How Can You Teach Your Kids to Receive Gifts Graciously?

How Can You Teach Your Kids to Receive Gifts Graciously?
Contributor: Meghan Moravcik Walbert

As we approach the biggest gift-giving time of year, kids are bound to experience the anticipatory excitement this month brings, the thrill of tearing into all that paper and, yes, even a bit of disappointment. (“Socks?? I don’t want socks!”)

We adults know how to be gracious about receiving a gift we don’t particularly care for, but we weren’t always this way. We too were once blunt little beings who had not yet developed the impulse control required to mask our distaste for that ugly sweater from Aunt May. And yet, it’s embarrassing to be the parent of the kid who very clearly doesn’t like what a loved one gave them.

I asked the parents of our Offspring Facebook group how they’d managed to instill gracious gift-receiving skills in their kids, and they had some excellent ideas for how to practice this in the lead-up to the holidays.

Julie says she turns it into a game:

I would hand the kids a sock or tell them in the car on the way to a gift-giving event, “Here, I just gifted you a Brussels sprout” or something, and they would have to respond. “Thank you! These socks are great! They are very soft and I am sure will be super warm!” or “Thanks! I love Brussels sprouts!” or whatever. We’d have some fun trying to stump them with really lame or out-there items. “Wow! A LEGO set! That you already built! Thats going to save me some time!”

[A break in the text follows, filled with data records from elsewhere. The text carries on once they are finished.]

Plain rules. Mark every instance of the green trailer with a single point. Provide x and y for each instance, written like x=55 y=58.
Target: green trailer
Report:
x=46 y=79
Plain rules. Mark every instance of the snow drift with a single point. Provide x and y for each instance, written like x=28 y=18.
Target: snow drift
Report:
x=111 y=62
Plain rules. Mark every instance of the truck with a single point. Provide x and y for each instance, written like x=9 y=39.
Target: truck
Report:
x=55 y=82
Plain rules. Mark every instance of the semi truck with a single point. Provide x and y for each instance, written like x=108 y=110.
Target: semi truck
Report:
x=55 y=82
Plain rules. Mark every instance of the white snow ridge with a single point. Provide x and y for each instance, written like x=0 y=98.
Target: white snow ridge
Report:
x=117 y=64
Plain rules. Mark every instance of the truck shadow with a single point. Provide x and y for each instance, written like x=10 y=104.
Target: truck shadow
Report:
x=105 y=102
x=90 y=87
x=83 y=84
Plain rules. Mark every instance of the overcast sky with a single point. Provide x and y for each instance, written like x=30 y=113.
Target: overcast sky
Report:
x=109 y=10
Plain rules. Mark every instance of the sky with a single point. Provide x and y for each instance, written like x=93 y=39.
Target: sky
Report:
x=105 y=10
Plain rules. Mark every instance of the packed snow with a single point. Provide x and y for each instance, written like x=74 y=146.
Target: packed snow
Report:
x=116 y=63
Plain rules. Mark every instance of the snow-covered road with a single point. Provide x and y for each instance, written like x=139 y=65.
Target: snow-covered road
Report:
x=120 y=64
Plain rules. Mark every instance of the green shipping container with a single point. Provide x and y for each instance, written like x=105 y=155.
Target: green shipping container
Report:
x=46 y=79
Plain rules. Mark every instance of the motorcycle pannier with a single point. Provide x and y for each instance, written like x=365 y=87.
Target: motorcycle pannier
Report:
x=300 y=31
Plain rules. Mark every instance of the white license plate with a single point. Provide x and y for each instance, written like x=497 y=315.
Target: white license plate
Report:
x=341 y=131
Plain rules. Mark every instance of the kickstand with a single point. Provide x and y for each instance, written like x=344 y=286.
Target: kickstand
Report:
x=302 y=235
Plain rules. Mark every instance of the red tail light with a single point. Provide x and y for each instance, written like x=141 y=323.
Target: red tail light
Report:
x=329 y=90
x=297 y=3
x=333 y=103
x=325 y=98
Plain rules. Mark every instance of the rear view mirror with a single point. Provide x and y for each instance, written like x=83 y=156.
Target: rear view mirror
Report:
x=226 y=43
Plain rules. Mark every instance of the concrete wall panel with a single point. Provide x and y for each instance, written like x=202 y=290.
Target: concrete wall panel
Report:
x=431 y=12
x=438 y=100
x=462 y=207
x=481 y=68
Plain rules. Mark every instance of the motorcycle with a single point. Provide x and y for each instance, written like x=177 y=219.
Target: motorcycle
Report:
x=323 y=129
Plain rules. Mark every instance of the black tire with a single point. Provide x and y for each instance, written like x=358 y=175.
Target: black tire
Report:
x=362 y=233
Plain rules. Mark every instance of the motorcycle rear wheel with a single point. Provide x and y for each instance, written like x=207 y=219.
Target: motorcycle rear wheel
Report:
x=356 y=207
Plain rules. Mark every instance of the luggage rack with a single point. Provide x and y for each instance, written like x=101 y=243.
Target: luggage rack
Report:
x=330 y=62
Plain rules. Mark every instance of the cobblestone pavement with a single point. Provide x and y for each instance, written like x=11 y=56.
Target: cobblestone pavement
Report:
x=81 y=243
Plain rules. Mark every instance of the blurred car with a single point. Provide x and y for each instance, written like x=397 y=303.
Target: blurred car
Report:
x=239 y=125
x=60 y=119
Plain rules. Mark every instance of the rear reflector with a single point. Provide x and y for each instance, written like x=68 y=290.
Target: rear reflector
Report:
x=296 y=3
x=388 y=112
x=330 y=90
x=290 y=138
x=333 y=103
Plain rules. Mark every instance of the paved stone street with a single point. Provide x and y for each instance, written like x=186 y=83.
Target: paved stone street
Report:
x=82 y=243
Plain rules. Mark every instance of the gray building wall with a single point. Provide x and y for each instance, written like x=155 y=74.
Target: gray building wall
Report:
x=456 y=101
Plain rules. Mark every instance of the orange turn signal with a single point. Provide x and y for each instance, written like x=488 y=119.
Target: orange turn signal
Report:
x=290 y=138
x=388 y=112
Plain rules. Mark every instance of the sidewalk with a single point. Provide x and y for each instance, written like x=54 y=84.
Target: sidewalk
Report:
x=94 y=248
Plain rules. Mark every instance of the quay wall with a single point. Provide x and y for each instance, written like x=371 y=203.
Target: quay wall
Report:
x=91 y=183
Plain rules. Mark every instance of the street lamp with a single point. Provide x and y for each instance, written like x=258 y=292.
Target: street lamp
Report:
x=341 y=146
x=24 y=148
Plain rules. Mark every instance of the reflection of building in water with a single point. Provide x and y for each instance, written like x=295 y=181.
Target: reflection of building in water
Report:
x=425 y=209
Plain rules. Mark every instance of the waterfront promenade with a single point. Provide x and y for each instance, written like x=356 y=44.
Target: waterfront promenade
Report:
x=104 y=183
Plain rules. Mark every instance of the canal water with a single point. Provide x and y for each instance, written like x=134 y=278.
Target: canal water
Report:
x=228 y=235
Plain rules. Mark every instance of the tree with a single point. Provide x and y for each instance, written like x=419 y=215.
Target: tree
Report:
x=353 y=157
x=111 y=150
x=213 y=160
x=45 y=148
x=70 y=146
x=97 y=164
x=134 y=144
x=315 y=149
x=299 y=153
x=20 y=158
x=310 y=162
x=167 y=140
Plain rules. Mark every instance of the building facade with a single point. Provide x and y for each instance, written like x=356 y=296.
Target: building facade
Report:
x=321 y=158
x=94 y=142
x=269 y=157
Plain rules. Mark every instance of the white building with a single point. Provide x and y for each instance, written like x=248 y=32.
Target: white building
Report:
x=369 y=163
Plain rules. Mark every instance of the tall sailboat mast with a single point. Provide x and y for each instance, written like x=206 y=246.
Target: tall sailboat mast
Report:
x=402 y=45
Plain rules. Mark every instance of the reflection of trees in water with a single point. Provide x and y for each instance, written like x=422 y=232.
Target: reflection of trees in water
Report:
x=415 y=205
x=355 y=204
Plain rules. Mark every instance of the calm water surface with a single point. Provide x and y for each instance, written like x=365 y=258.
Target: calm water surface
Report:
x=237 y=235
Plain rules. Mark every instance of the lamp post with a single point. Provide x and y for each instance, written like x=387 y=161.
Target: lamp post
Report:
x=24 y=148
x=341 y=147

And Christina teaches her kids by giving them the experience of receiving gracious responses for gifts they’ve picked out:

We take our kiddos shopping at a dollar store every year (all kids in our family do this). We take a list of all family and friends to buy for. They choose one thing for each person on the list. We take it all home and put each item in a paper lunch sack, label and decorate. We save their gifts as the last on Christmas morning. They pass each gift out and stand near waiting to see the expression of the recipient. (It became a game for the adults to give the best reaction without going over the top.) The kids are so excited and proud, it really cuts down on jealousy and attitude because they are so excited to pass out/give their own gifts.

Meanwhile, Lisa focuses on how not to react with this visual reminder:

Every year before Christmas, we show our kids a home video from the Christmas when my husband was 12 and his sister was 7. She gets everything she wanted, is super excited and happy. Then he gets a boombox, which I suppose she thought was “cooler” than her dolls, and she starts throwing a full-on tantrum on the video. We use it as a cautionary tale, and also at this point, it’s a family tradition!

(Lisa says her sister-in-law is fine with being the bad example here.)

Sometimes, mercifully, kids will deliver their negative reaction to us privately, which provides us an opportunity to talk through it, like Aimee did:

For her 5th birthday, [my daughter] received an embroidered unicorn pillow. It is pretty cool but she was not impressed. She said “thank you” to the giver and then later she tearfully told me that it was a terrible present because, “You’re not supposed to get pillows for your birthday, a pillow is a terrible birthday present.” We talked about how much the giver likes decorative pillows and how they choose a special decoration that they believed Adeline would like. That led us to talking about thoughtfulness and being thankful for the people in our lives because of their love and thoughtfulness rather than what we can get from them. This conversation was led by her, I affirmed her feelings of surprise and disappointment and let her talk through the situation. Mostly I asked questions like, do you think (the giver) thought this was a terrible gift? Why do you think they might have chosen this gift? We talked briefly at the party but most of this happened over the next few days.

Talking through simple, polite responses to receiving gifts ahead of time (smiling and saying, “thank you”), allowing them to participate in giving their own gifts — and then understanding that, developmentally, it can take years for a child to be able to see the situation from the other person’s perspective — is a good start. But we could all use a few more tactics for helping our kids keep their negative reactions in check.

So tell us: How did you instill graciousness in your kids? What’s the worst reaction they ever had to a gift they received, and how did you handle it on the spot and afterward?